Thanks for any ideas and input!

L Green

how did you figure out how much inventory to have with you for a
2-day show? 

The short answer is “as much as possible”.

The longer answer is, enough to fill your display and refill.
Practically speaking, this really means set up your display so that
no more than two-thirds of your work on hand goes in initially so it
won’t look bad as you sell pieces.

As a side note, one mistake I tend to fall into, as do many others,
is overfilling cases. One artist described this as looking as though
you have put out everything you ever made. I always feel as though
the piece I didn’t put out yet is the one that person would have
bought, but I am also convinced that a somewhat sparing display
looks far better than a crowded jumble.

So if you have relatively few pieces, you can put your display
across the 10 foot space, at the front. If you have a lot, you can
do an L or a Z into the interior space to accomodate more cases.

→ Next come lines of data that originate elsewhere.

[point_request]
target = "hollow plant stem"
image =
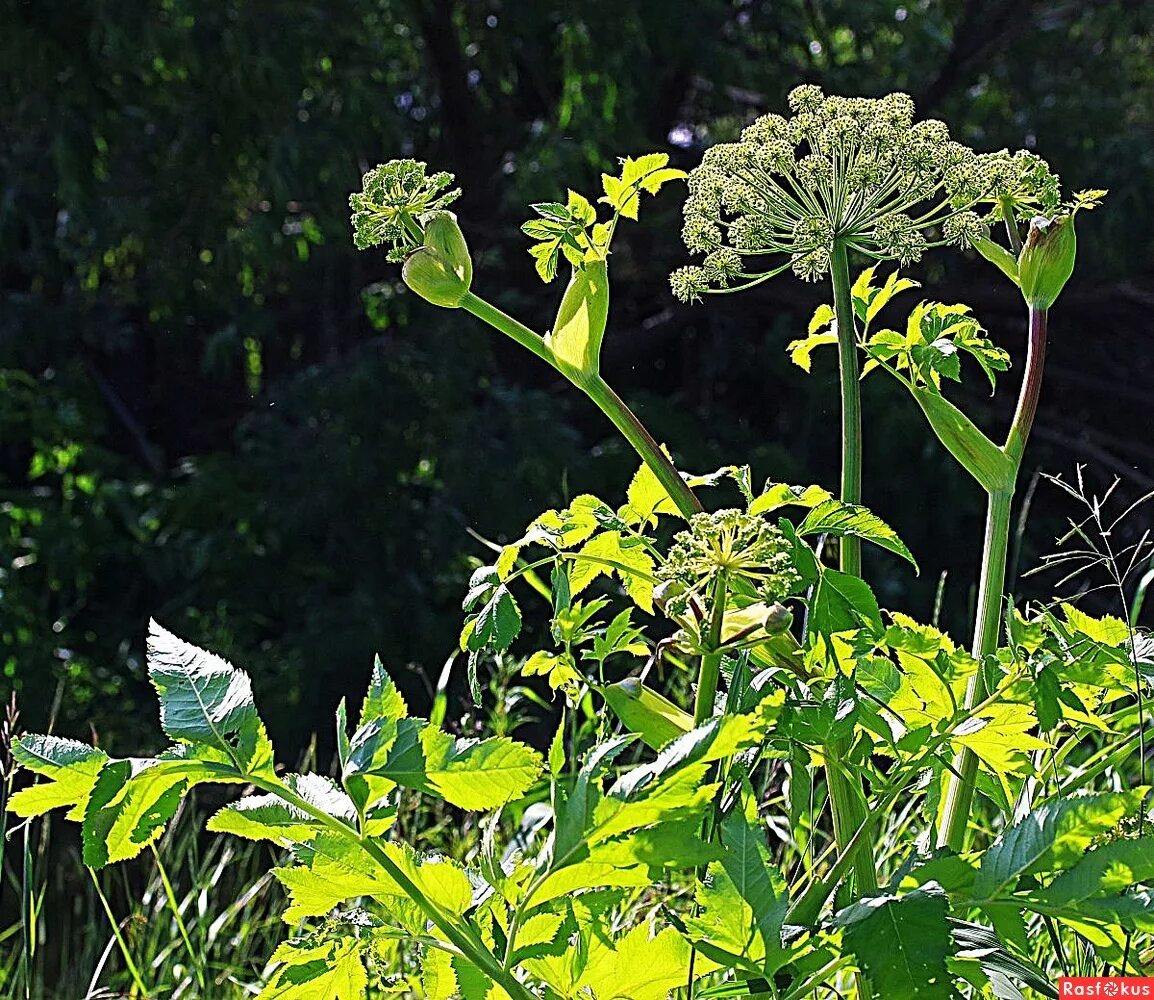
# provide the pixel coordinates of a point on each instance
(851, 551)
(959, 792)
(847, 802)
(598, 390)
(711, 660)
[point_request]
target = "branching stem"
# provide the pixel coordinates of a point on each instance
(959, 791)
(597, 389)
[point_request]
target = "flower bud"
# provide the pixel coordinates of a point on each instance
(1047, 260)
(778, 618)
(441, 271)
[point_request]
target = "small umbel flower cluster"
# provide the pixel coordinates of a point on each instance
(392, 203)
(732, 542)
(854, 170)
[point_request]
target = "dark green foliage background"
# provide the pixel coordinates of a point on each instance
(212, 410)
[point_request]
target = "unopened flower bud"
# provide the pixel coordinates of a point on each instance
(668, 591)
(1047, 260)
(441, 271)
(778, 618)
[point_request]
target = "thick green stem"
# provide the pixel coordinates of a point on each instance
(847, 802)
(711, 660)
(959, 791)
(602, 395)
(650, 451)
(851, 400)
(461, 935)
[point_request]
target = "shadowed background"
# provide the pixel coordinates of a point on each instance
(214, 411)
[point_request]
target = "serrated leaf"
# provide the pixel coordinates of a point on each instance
(269, 817)
(636, 965)
(837, 518)
(467, 773)
(133, 801)
(781, 494)
(646, 498)
(70, 767)
(999, 736)
(611, 554)
(335, 869)
(800, 351)
(207, 701)
(1108, 869)
(330, 971)
(497, 622)
(901, 942)
(1053, 836)
(823, 316)
(842, 602)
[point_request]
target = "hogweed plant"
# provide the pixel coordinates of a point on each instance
(761, 784)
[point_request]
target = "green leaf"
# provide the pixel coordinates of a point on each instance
(800, 350)
(646, 498)
(997, 255)
(496, 623)
(636, 965)
(780, 494)
(1051, 837)
(335, 869)
(269, 817)
(626, 557)
(881, 297)
(70, 767)
(842, 602)
(837, 518)
(978, 455)
(901, 942)
(207, 702)
(1108, 630)
(329, 971)
(579, 326)
(999, 735)
(134, 799)
(467, 773)
(823, 316)
(1108, 869)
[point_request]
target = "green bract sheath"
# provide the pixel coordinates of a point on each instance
(1047, 260)
(579, 326)
(441, 271)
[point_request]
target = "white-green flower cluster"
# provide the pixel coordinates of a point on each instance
(854, 170)
(739, 544)
(392, 204)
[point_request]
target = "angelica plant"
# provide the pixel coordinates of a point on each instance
(752, 758)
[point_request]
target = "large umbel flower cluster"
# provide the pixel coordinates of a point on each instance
(853, 170)
(394, 203)
(731, 543)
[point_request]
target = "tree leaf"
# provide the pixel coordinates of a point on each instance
(134, 799)
(207, 701)
(646, 498)
(837, 518)
(901, 942)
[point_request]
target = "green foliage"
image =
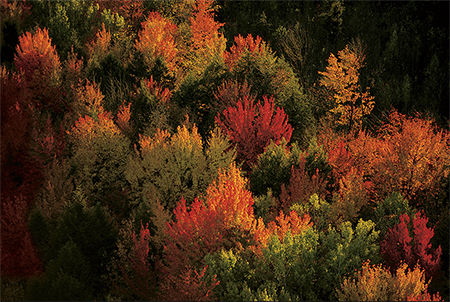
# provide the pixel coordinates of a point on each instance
(342, 251)
(13, 290)
(100, 156)
(75, 249)
(272, 76)
(70, 23)
(291, 263)
(388, 211)
(274, 168)
(197, 94)
(218, 153)
(318, 209)
(177, 166)
(66, 277)
(264, 205)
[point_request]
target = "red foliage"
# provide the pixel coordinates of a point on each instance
(131, 10)
(230, 92)
(301, 187)
(157, 39)
(425, 297)
(204, 29)
(340, 160)
(39, 64)
(280, 227)
(162, 95)
(18, 255)
(251, 128)
(398, 245)
(141, 279)
(205, 228)
(242, 46)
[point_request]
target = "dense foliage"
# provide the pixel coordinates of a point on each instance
(208, 150)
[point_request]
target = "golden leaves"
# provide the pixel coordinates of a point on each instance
(342, 79)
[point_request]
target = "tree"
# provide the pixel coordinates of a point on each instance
(398, 246)
(206, 41)
(157, 39)
(251, 128)
(341, 79)
(38, 62)
(375, 283)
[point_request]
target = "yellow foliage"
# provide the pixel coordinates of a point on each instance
(342, 79)
(374, 283)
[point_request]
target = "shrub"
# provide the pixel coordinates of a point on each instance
(374, 283)
(176, 166)
(341, 80)
(398, 245)
(38, 62)
(100, 154)
(252, 61)
(341, 252)
(157, 39)
(251, 128)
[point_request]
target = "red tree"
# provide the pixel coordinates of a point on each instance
(251, 127)
(38, 63)
(399, 246)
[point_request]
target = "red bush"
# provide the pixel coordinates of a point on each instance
(251, 128)
(18, 254)
(398, 245)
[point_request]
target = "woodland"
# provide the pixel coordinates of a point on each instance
(225, 150)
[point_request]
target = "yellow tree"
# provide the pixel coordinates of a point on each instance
(341, 80)
(206, 40)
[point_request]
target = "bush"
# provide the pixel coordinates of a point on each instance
(251, 128)
(398, 246)
(176, 166)
(374, 283)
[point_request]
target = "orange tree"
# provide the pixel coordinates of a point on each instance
(342, 89)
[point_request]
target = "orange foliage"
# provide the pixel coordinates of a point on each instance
(19, 257)
(229, 197)
(373, 283)
(282, 224)
(252, 127)
(86, 128)
(36, 57)
(73, 68)
(409, 155)
(123, 119)
(342, 79)
(301, 187)
(131, 10)
(99, 48)
(230, 92)
(157, 40)
(206, 39)
(242, 46)
(155, 89)
(88, 99)
(206, 228)
(38, 63)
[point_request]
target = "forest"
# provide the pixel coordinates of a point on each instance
(188, 150)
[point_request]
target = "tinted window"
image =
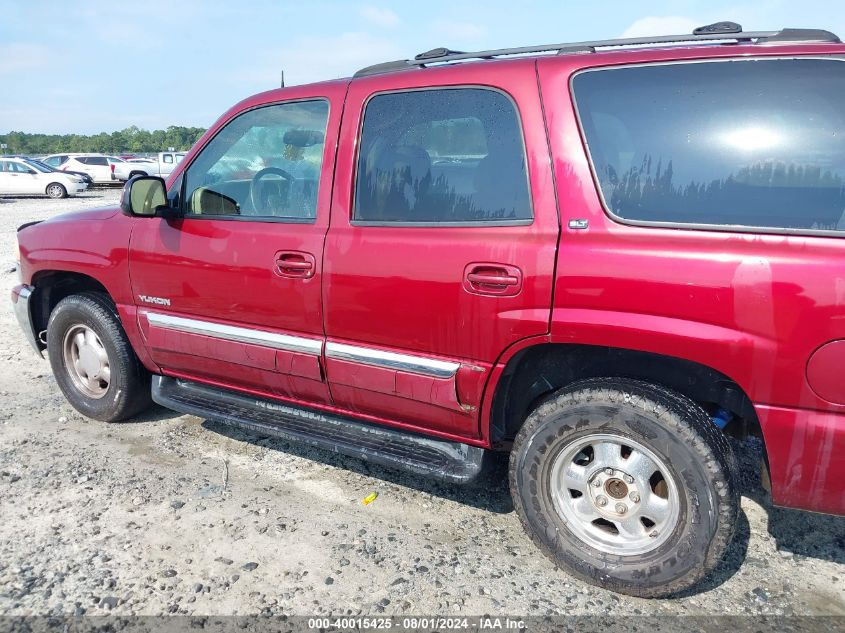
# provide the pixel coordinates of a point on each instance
(751, 143)
(265, 163)
(448, 155)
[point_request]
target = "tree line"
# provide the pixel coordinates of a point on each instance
(131, 140)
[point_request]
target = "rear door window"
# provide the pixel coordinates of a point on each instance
(750, 143)
(442, 156)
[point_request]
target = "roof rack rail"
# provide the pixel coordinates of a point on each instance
(718, 31)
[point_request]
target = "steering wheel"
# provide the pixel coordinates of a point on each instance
(254, 185)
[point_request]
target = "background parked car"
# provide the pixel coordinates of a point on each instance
(81, 174)
(97, 166)
(19, 177)
(162, 165)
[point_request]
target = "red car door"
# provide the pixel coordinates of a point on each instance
(442, 246)
(229, 291)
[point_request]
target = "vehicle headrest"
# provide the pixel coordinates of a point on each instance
(303, 138)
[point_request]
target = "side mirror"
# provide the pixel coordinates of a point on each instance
(144, 196)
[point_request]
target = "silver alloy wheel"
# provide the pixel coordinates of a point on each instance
(55, 191)
(86, 361)
(614, 494)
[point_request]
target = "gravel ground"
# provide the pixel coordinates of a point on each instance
(174, 514)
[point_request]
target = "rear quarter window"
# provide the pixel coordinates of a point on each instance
(751, 143)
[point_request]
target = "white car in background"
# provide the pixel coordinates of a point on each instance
(99, 166)
(20, 177)
(162, 165)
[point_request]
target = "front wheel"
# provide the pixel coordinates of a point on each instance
(93, 361)
(626, 485)
(55, 190)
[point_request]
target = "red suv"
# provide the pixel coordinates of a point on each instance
(604, 260)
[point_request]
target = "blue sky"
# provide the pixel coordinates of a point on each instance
(85, 66)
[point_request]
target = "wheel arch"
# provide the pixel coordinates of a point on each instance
(535, 372)
(51, 286)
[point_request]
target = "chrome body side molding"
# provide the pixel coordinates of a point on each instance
(273, 340)
(392, 360)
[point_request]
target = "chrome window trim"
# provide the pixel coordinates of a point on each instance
(392, 360)
(284, 342)
(690, 226)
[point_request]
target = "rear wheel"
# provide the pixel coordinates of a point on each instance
(55, 190)
(627, 485)
(93, 361)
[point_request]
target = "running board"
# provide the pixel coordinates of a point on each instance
(452, 462)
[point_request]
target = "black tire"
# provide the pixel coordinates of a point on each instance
(677, 432)
(128, 389)
(56, 190)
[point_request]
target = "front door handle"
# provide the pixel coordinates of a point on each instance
(492, 279)
(500, 280)
(295, 264)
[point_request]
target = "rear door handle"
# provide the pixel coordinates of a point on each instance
(501, 280)
(492, 279)
(295, 264)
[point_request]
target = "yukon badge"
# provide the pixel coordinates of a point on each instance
(161, 301)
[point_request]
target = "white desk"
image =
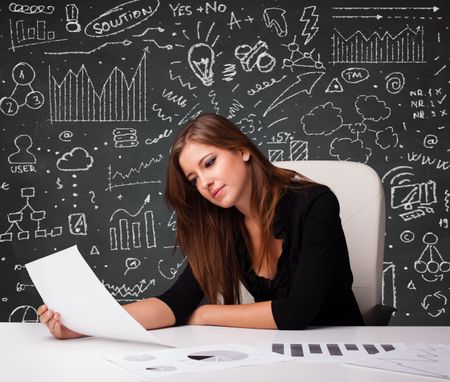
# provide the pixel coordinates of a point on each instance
(28, 353)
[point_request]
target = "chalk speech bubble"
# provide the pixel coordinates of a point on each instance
(121, 17)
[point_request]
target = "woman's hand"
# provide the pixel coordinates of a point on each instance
(56, 328)
(199, 316)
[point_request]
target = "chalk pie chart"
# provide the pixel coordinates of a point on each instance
(217, 356)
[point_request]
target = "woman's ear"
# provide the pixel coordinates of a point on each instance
(245, 154)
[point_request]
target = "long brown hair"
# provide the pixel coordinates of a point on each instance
(205, 232)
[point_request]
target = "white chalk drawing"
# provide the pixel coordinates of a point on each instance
(59, 184)
(355, 75)
(94, 251)
(23, 75)
(129, 293)
(255, 56)
(183, 84)
(304, 84)
(411, 285)
(24, 313)
(121, 17)
(22, 160)
(265, 85)
(283, 146)
(72, 23)
(28, 216)
(386, 138)
(310, 19)
(191, 114)
(66, 136)
(215, 104)
(172, 97)
(94, 50)
(274, 19)
(388, 284)
(313, 122)
(31, 9)
(301, 59)
(172, 223)
(350, 149)
(405, 47)
(334, 86)
(407, 236)
(77, 159)
(77, 224)
(414, 198)
(202, 57)
(20, 287)
(125, 137)
(167, 133)
(229, 72)
(426, 160)
(92, 193)
(74, 98)
(248, 124)
(443, 223)
(234, 108)
(159, 46)
(431, 264)
(430, 141)
(428, 103)
(395, 82)
(434, 304)
(142, 34)
(30, 32)
(172, 271)
(447, 201)
(129, 178)
(133, 230)
(160, 114)
(131, 263)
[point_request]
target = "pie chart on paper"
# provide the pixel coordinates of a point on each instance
(217, 356)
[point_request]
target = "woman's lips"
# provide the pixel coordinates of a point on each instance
(216, 192)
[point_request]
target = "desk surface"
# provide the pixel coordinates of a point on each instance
(29, 353)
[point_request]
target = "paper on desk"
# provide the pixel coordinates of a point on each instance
(420, 359)
(68, 285)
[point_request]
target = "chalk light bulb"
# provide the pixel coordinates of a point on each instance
(201, 59)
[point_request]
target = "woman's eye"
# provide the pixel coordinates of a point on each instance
(210, 162)
(193, 181)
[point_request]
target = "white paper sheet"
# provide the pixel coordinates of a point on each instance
(193, 359)
(420, 359)
(68, 285)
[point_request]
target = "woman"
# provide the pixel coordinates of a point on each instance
(241, 219)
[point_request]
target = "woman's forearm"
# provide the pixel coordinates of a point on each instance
(151, 313)
(258, 315)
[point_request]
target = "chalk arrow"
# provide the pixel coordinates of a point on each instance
(274, 17)
(304, 84)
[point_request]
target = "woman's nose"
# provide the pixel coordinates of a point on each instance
(205, 182)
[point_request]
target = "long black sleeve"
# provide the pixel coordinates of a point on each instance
(320, 291)
(183, 297)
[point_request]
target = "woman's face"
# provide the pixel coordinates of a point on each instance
(221, 176)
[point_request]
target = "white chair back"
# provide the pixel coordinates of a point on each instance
(361, 198)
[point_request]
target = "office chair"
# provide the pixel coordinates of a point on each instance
(362, 211)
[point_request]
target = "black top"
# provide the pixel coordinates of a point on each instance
(313, 282)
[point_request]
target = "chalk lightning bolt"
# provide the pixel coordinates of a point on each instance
(310, 19)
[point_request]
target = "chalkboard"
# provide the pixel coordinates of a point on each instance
(92, 94)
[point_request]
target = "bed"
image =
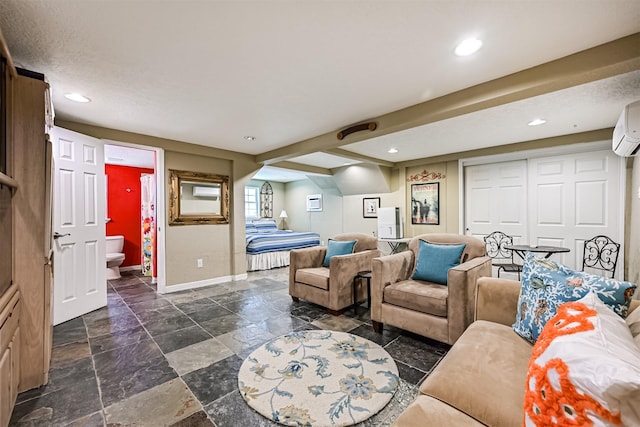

Bring everything you have.

Seriously, you never know what’s going to happen. I still don’t know
and I’ve done shows for a couple of years. I don’t put everything
out, but I bring it just in case. Outdoor shows are a gamble…it’s
either too hot, too cold, too wet or too sunny? Some shows go better
than others for no real reason. Someone once told me it’s like
farming; you can prepare the soil and plant the seeds, but if mother
nature doesn’t cooperate then you get nothing.

Good luck.
Ivan Sagel
Wyzensagel Designs

For what it’s worth, I find it difficult to sort out a line if there
is too much in the case or cases. If you have someone interested in
your designs, you can always bring out additional pieces.

My biggest problem in viewing jewelry exhibits as I walk down an
aisle, however, is the display that overwhelms the work. Or, the
display that shows more creativity than the work. Or the display that
fights the work. Or the display that is so beautiful, I don’t even
notice the jewelry.

Good display is complementary in color, helps the pieces stand out
(and stand up) and helps you present a well thought-out line in a way
that catches the buyer’s eye and pulls her over for a thorough look.